The chief executive of Care England, Martin Green told the Today programme that: "about 40% of care services will no longer be viable in the medium term so this is a huge number of care services that will be lost."
Asked today about reports that the government now plans to raise council tax in order to plug this black hole in funding, Downing Street insisted that councils could manage within existing funds.
"Money alone is not the solution and many councils are providing high-quality social care services within existing budgets," the prime minister's spokesperson told the parliamentary lobby, while not ruling out finding additional funding sources in future.
They insisted that poorly run councils were failing to properly manage existing resources.
"If you look at the situation around the country, it is the worst ten per cent of councils that oversee or delayed transfer of care rates that are 20 times worse than the top 10% of councils and half of all delayed discharges are in just 20 local authorities.

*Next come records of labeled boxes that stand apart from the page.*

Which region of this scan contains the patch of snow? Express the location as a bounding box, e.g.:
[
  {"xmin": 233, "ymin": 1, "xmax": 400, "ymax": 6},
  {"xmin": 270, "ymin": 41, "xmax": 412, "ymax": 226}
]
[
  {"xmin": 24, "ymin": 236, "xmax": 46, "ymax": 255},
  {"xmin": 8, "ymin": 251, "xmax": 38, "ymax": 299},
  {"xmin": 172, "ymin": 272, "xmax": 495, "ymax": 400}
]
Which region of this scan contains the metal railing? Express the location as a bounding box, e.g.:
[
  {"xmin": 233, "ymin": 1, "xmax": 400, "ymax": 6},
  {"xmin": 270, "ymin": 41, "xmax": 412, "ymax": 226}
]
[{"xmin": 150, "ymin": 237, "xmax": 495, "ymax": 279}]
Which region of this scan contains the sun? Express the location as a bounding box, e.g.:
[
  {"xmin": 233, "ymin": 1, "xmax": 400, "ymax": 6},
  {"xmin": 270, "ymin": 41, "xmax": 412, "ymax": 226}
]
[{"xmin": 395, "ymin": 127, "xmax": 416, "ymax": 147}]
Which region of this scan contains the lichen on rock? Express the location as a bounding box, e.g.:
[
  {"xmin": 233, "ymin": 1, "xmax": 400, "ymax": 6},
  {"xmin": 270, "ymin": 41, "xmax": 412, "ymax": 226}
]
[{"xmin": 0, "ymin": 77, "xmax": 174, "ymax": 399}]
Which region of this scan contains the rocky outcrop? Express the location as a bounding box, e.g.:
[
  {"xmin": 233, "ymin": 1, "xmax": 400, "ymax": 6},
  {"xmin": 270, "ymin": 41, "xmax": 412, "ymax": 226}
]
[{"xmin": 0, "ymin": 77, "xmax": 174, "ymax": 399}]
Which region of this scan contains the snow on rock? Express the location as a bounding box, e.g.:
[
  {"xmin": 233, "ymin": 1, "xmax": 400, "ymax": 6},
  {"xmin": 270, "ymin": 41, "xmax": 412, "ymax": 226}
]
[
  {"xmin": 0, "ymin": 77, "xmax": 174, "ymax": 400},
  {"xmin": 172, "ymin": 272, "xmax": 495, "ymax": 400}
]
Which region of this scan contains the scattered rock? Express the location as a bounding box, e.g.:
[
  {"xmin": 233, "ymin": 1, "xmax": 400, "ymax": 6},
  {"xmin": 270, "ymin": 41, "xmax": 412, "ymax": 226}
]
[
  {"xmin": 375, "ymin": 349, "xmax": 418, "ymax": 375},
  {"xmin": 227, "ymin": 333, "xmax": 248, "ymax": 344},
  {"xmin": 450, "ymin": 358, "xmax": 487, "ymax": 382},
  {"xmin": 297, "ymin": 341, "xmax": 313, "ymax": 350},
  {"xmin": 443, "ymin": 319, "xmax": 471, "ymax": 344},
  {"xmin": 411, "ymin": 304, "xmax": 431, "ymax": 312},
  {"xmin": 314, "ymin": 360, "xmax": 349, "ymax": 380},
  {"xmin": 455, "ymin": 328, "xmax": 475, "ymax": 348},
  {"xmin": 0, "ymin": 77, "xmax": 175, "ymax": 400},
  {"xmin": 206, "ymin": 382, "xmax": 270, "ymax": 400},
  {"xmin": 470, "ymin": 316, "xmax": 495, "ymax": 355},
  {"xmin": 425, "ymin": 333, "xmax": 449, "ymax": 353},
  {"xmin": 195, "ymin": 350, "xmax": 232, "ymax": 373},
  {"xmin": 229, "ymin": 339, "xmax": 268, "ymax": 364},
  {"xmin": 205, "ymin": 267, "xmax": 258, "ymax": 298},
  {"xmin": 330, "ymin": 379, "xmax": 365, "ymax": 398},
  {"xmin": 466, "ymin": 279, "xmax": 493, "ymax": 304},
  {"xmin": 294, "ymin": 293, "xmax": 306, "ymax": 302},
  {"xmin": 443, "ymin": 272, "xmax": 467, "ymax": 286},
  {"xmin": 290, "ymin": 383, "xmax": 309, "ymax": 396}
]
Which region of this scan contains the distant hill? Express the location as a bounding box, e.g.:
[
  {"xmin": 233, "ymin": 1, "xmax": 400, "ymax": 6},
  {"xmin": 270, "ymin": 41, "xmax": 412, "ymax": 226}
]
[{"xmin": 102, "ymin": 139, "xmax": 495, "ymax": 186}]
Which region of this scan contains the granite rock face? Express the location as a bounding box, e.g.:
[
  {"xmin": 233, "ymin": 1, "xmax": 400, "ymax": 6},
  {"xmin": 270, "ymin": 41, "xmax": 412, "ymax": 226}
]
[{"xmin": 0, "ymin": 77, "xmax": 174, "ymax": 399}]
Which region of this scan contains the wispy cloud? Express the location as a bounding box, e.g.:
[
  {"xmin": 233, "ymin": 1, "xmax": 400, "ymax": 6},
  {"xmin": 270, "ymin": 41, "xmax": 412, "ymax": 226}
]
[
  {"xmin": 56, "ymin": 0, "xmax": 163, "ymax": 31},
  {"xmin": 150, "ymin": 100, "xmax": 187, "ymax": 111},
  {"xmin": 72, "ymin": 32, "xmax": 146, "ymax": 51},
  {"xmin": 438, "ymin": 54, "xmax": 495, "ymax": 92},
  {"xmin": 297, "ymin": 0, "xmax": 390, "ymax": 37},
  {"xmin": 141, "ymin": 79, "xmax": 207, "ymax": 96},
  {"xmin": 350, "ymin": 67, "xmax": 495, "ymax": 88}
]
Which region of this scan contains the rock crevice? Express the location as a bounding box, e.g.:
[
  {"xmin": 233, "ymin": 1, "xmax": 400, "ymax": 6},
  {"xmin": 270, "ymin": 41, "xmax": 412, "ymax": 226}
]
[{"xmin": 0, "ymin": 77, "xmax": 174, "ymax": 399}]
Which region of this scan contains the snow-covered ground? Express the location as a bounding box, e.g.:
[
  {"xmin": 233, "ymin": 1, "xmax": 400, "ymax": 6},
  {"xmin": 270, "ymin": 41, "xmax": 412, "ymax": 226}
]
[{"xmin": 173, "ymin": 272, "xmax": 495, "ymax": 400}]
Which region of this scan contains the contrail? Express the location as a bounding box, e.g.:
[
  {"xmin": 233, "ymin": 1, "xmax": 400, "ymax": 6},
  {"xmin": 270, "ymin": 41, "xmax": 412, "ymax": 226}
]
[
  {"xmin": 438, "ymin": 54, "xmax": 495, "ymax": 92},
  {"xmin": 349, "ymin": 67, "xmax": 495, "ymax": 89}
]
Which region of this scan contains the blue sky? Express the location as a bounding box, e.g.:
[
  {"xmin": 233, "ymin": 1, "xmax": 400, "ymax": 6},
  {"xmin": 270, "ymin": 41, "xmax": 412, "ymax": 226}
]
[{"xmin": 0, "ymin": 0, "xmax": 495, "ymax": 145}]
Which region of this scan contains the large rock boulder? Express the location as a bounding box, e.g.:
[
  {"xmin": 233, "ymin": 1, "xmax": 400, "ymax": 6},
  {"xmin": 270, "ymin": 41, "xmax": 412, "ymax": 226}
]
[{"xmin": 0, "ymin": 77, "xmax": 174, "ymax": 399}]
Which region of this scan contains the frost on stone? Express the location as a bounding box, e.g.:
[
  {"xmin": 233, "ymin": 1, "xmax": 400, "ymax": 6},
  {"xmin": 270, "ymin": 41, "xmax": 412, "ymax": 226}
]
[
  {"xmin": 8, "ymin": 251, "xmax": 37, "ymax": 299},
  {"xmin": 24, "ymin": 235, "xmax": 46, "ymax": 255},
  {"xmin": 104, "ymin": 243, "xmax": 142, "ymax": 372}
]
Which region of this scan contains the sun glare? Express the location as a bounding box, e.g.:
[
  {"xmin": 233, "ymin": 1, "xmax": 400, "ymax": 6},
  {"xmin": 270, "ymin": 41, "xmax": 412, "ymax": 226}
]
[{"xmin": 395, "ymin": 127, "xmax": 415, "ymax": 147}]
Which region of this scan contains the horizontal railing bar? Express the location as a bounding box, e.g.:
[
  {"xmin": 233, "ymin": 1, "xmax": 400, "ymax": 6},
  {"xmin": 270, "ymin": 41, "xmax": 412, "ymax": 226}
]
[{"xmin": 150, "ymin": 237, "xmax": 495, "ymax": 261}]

So this isn't just about funding, this is about how we deliver an effective and efficient social care system."
Labour said government cuts to local authorities had made the crisis inevitable.
"There is a crisis in the funding of social care caused by savage Tory cuts to the budgets of local councils," Barbara Keeley MP, shadow minister for social care, said.

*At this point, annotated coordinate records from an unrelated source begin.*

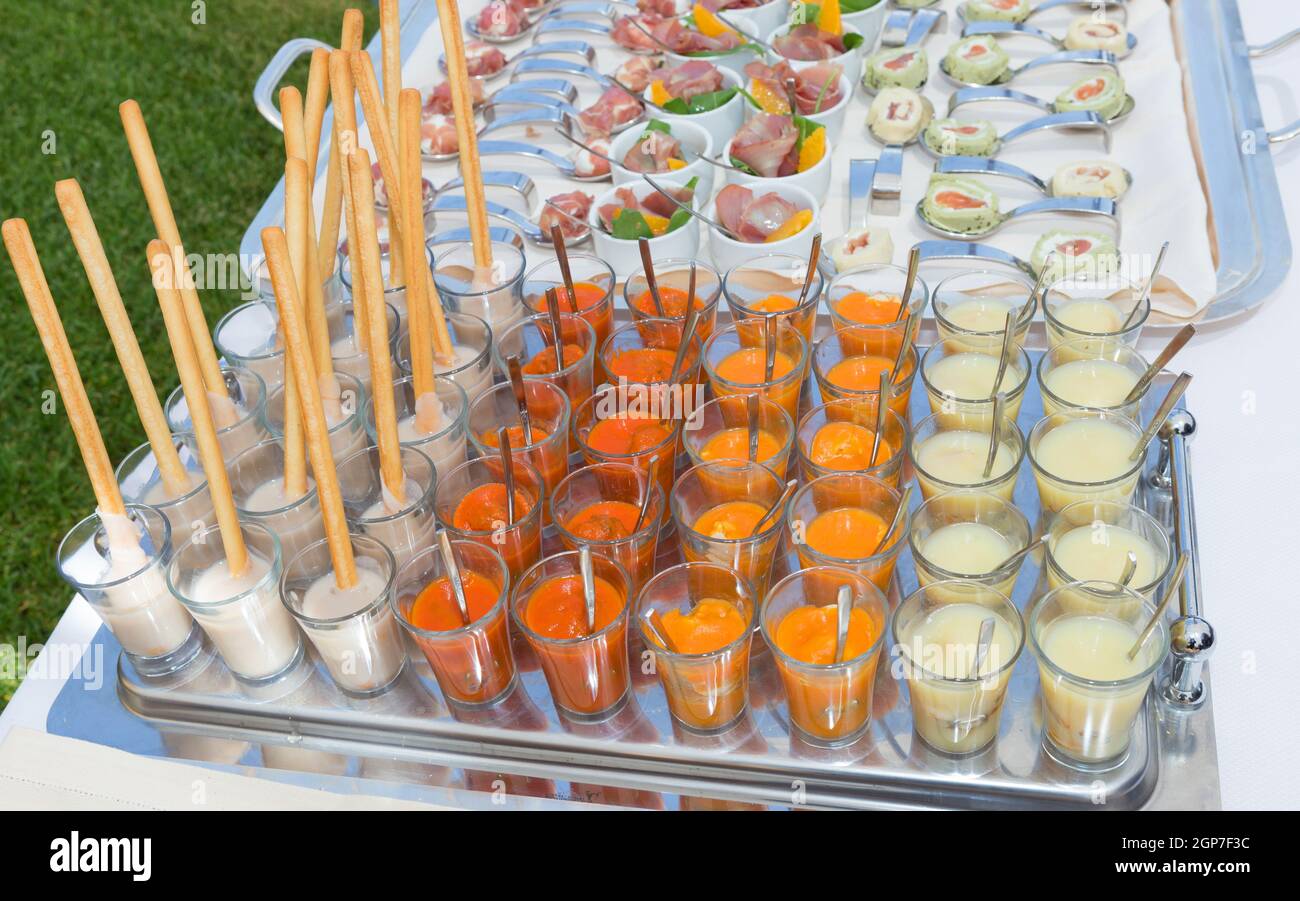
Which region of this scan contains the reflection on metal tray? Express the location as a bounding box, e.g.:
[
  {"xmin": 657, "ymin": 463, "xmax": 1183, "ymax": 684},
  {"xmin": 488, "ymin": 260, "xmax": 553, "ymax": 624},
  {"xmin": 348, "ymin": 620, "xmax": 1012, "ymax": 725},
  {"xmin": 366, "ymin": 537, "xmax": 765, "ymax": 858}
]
[{"xmin": 61, "ymin": 352, "xmax": 1218, "ymax": 809}]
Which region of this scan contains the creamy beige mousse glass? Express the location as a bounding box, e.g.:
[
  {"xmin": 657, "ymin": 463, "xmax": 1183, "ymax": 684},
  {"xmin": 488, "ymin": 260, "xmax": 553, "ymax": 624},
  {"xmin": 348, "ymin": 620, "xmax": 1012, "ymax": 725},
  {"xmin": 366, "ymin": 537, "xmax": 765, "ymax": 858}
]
[
  {"xmin": 892, "ymin": 580, "xmax": 1024, "ymax": 754},
  {"xmin": 1037, "ymin": 339, "xmax": 1151, "ymax": 421},
  {"xmin": 1028, "ymin": 408, "xmax": 1147, "ymax": 512},
  {"xmin": 907, "ymin": 413, "xmax": 1024, "ymax": 503},
  {"xmin": 1028, "ymin": 582, "xmax": 1169, "ymax": 766},
  {"xmin": 907, "ymin": 490, "xmax": 1032, "ymax": 597}
]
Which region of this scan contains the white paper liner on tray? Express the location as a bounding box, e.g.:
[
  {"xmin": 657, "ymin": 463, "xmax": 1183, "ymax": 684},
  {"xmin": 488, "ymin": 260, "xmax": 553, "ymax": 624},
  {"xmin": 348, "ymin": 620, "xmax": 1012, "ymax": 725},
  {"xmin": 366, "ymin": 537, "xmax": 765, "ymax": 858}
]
[{"xmin": 327, "ymin": 0, "xmax": 1217, "ymax": 319}]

"£4.6 Billion has been cut from adult social care since 2010, meaning 400,000 fewer people now have publicly funded care.
"The right solution would be for Theresa May to admit the Tories have got it wrong and deliver the needed funding for social care. Asking taxpayers and councils to pick up the bill for the Tories' failure is no substitute for a proper plan."
May chose to downgrade the social care ministerial role when she succeeded David Cameron as prime minister. The adult social care brief previously belonged to a minister of state position, however, it was delegated to MP David Mowat, who became the parliamentary under-secretary of state for community health and care.
Care charities urged all parties to come together to tackle the problem.
"The level of calls across the social care sector for the government to take action has reached fever pitch," Janet Morrison, Chief Executive of Independent Age, the older people's charity said.
"We welcome measures such as a rise in the council tax precept that might provide desperately needed short-term relief but government must accept that last-ditch measures like this are not a sustainable longer-term solution.
"We want the Government to start cross-party talks immediately to explore what can be done to solve the crisis in social care long term to ensure that frail, sick and elderly people do not continue to lose out."